Tout d’abord, je tiens à dire que je suis un dingue de la série des Need For Speed (NFS) (chacun ses défauts) depuis que j’ai joué à Hot Poursuit (le deuxième).

Bref, la lecture de l’article m’a particulièrement dérangé, et d’autant plus après avoir lu celui sur SWBFII car j’ai eu la sensation d’un traitement différencié entre les deux jeux. En effet, si je devais résumer celui de NFS en un mot, ce serait lootbox, tant dis que celui de SWBFII, il y aurait certes lootbox, mais aussi passion, amour pour la série Star Wars et magnifique graphisme. De plus, il obtient une note supérieure alors qu’il manque toujours ce mythique mode conquête galactique que l’on trouvé dans l’opus n°2 Sortie sur PS2.

En tant que fan de NFS ayant commit l’irréparable erreur (que le lapin sacré me pardonne) d’avoir pré commandé cet opus, je me suis retrouvé avec les même sensation de conduite que celles que j’avais dans les NFS Hot Poursuit et Rivals et qui sont à mes yeux bien plus plaisante que celles trouvé dans les NFS Most Wanted (2) et l’ignoble version de 2015. De plus, je ne joue pas à NFS pour avoir une conduite réaliste, j’ai Project Car, les Forza (Motorsport et Horizon) et consort pour ça. De même que je veux pourvoir défoncer autant de barrage de Porsche Cayenne que je veux sans voir ma voiture partir en lambeaux. Quant au scénario, qu’il disparaisse dans les NFS, pas de problème (je signale au passage que l’on peut maintenant passer les cinématiques contrairement à l’infâme épisode précédent). Pourquoi, car je joue à NFS pour faire tout ce que je ne peux pas faire dans les autres jeux de voiture (et encore moins dans la réalité), j’y joue pour cette conduite ou on peut se prendre pour le roi du drift en appuyant sur un boutant, j’y joue pour dégager les flics et accessoirement les adversaires (m’en fout, je ne joue pas en ligne).

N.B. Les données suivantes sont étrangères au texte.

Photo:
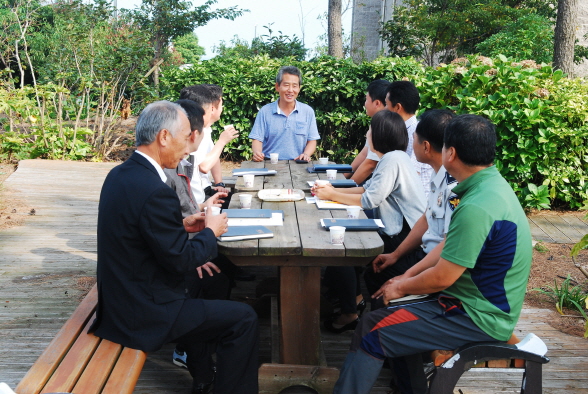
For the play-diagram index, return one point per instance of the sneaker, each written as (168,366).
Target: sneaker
(179,358)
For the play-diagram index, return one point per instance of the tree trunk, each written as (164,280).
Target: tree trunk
(335,32)
(565,36)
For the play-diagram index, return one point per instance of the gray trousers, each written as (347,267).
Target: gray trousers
(402,334)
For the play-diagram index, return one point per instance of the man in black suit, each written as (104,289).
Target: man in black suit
(144,255)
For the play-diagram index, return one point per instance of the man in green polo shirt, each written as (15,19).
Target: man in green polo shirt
(481,274)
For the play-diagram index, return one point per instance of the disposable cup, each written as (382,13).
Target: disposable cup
(353,212)
(331,174)
(337,235)
(245,201)
(214,211)
(248,180)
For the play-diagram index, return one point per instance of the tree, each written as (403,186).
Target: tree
(335,31)
(565,36)
(439,30)
(165,20)
(187,46)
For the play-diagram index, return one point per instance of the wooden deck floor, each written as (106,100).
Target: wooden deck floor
(42,262)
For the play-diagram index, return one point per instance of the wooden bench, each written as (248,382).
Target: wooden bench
(450,365)
(78,362)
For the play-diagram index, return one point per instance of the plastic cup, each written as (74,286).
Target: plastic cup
(245,201)
(337,235)
(248,180)
(214,211)
(331,175)
(353,212)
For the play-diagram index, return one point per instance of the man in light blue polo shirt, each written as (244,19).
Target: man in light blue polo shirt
(286,126)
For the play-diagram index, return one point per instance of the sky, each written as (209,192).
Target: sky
(293,17)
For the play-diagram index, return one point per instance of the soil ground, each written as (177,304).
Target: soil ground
(551,262)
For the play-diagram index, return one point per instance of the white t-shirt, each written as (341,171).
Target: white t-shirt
(201,180)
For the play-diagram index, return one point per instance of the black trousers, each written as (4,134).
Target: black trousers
(231,329)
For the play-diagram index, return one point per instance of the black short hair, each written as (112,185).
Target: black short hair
(405,93)
(292,70)
(388,132)
(195,114)
(198,93)
(474,139)
(215,90)
(377,90)
(432,125)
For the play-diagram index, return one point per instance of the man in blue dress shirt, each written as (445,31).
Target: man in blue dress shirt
(286,126)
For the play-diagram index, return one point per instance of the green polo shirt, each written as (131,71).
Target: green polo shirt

Alors oui, il y a les immondes lootbox et les merveilleux gadgets des épisodes Hot Poursuit et Rivals, mais malgré tout, je pense que ce NFS est totalement recommandable pour un fan de la série.

----------


## Zodex

Spoiler Alert! 


Le chapitre VII et VIII du dossier sur les Netflix du jeux vidéo sont inversés !

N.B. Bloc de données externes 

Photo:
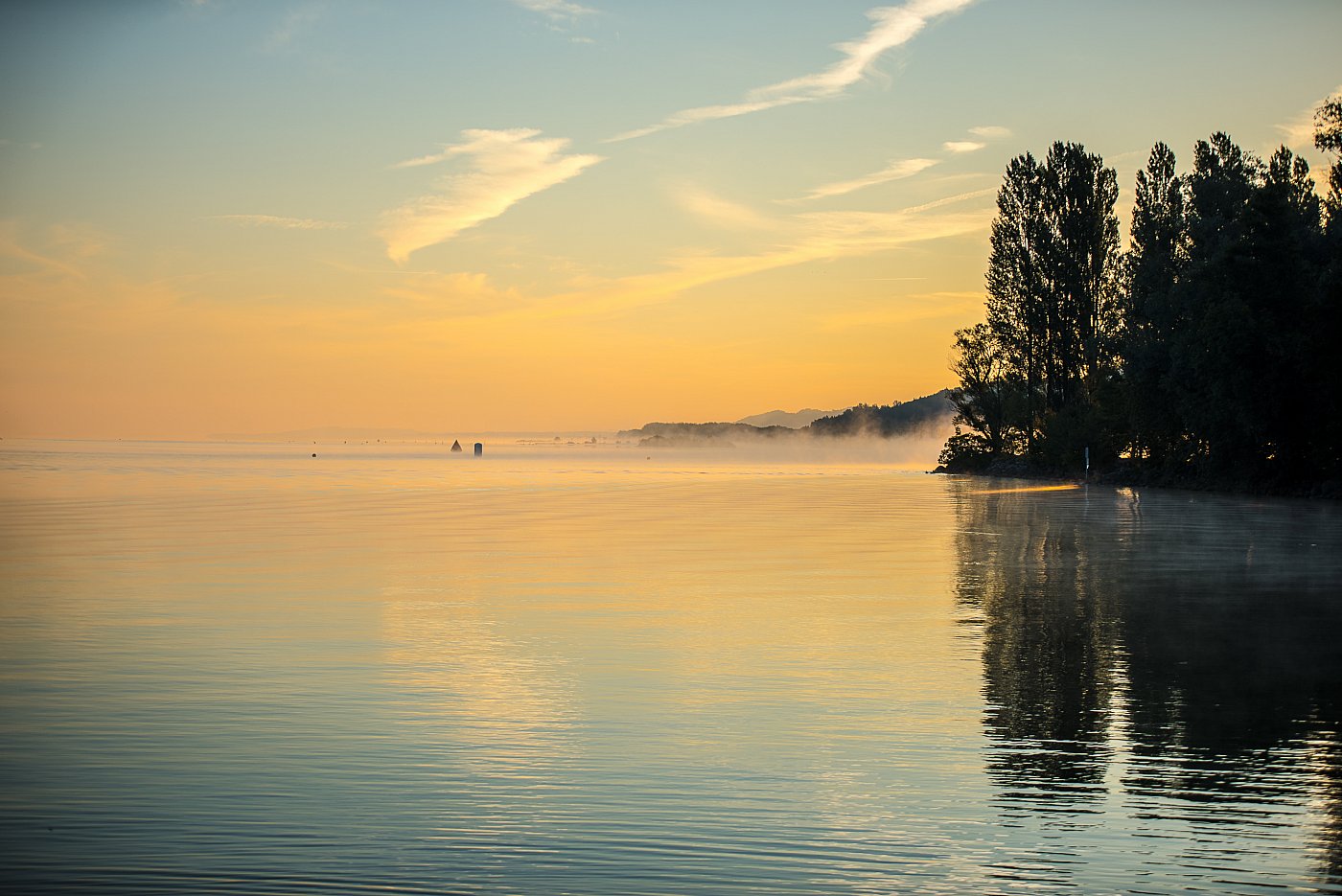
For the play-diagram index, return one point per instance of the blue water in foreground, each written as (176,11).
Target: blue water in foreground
(590,670)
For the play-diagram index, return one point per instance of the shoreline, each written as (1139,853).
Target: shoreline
(1129,477)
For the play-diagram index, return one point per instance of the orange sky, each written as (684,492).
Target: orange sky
(529,217)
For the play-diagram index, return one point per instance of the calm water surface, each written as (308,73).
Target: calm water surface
(567,670)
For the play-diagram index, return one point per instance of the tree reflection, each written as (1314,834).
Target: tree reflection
(1194,636)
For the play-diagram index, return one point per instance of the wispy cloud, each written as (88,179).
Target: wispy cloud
(895,171)
(505,168)
(556,10)
(286,223)
(891,27)
(291,26)
(1298,133)
(721,212)
(962,145)
(923,306)
(63,248)
(798,239)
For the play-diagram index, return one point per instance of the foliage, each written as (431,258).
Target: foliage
(1204,355)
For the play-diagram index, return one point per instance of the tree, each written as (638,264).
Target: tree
(1156,261)
(1019,292)
(988,398)
(1053,299)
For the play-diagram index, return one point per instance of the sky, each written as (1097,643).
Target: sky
(224,217)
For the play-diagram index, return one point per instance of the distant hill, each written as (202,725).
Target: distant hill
(898,419)
(794,420)
(675,435)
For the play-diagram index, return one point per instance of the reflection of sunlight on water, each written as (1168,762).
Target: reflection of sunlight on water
(608,671)
(1024,489)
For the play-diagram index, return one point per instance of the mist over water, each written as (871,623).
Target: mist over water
(610,670)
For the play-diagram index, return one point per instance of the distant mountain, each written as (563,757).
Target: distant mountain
(794,420)
(889,420)
(680,435)
(899,419)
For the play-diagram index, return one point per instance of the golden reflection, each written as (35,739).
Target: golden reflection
(1024,489)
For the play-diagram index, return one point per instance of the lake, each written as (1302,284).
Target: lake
(238,668)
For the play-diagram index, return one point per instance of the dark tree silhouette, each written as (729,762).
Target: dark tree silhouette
(1203,357)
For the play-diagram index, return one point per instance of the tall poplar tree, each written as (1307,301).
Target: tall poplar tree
(1156,261)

J'ai l'impression de faire une fixation sur les dossiers, mais c'est pas le cas j'vous jure !

Sinon j'ai adoré l'article sur le speedrun dans D2, j'ai trouvé fascinante cette nouvelle perspective apportée par Izual (en tout cas pour quelqu'un de totalement étranger au monde du speedrun, et grand amateur de D2 comme moi). J'ai posé sur Diablo 2 un regard inédit, malgré les modestes cognoissances que j'avais à son propos.
Et félicitation à Maria Kalash pour l'abnégation qu'elle a dû déployer pour les deux tests qui lui sont échus dans la rubrique idoine.
Allez, j'attends la sortie pour finir le mag'.

----------


## Narushima

C'était vraiment obligatoire d'ailleurs, le test du jeu de viol (parce que c'est pas vraiment autre chose) ?

----------


## Maria Kalash

Y a pas grand-chose d'obligatoire dans Canard PC. Avant d'y jouer je pensais qu'il s'agissait d'un innocent jeu de fesses. Après il me fallait bien deux pages pour exorciser mon malaise.

----------


## Narushima

Bon.

Dans "Le tour du PC", je ne vois pas la photo du clavier Razer, mais elle apparaît dans la galerie une fois que j'ai cliqué sur une image.

----------


## Zodex

Elle est terrifiante la dernière _news_ de la page, celle qui concerne le film *Metal Gear Solid*. En plus elle arrive comme ça, toute timide, toute petite, et elle te fout un Mawashi-Geri dans l'arcade sans sourciller.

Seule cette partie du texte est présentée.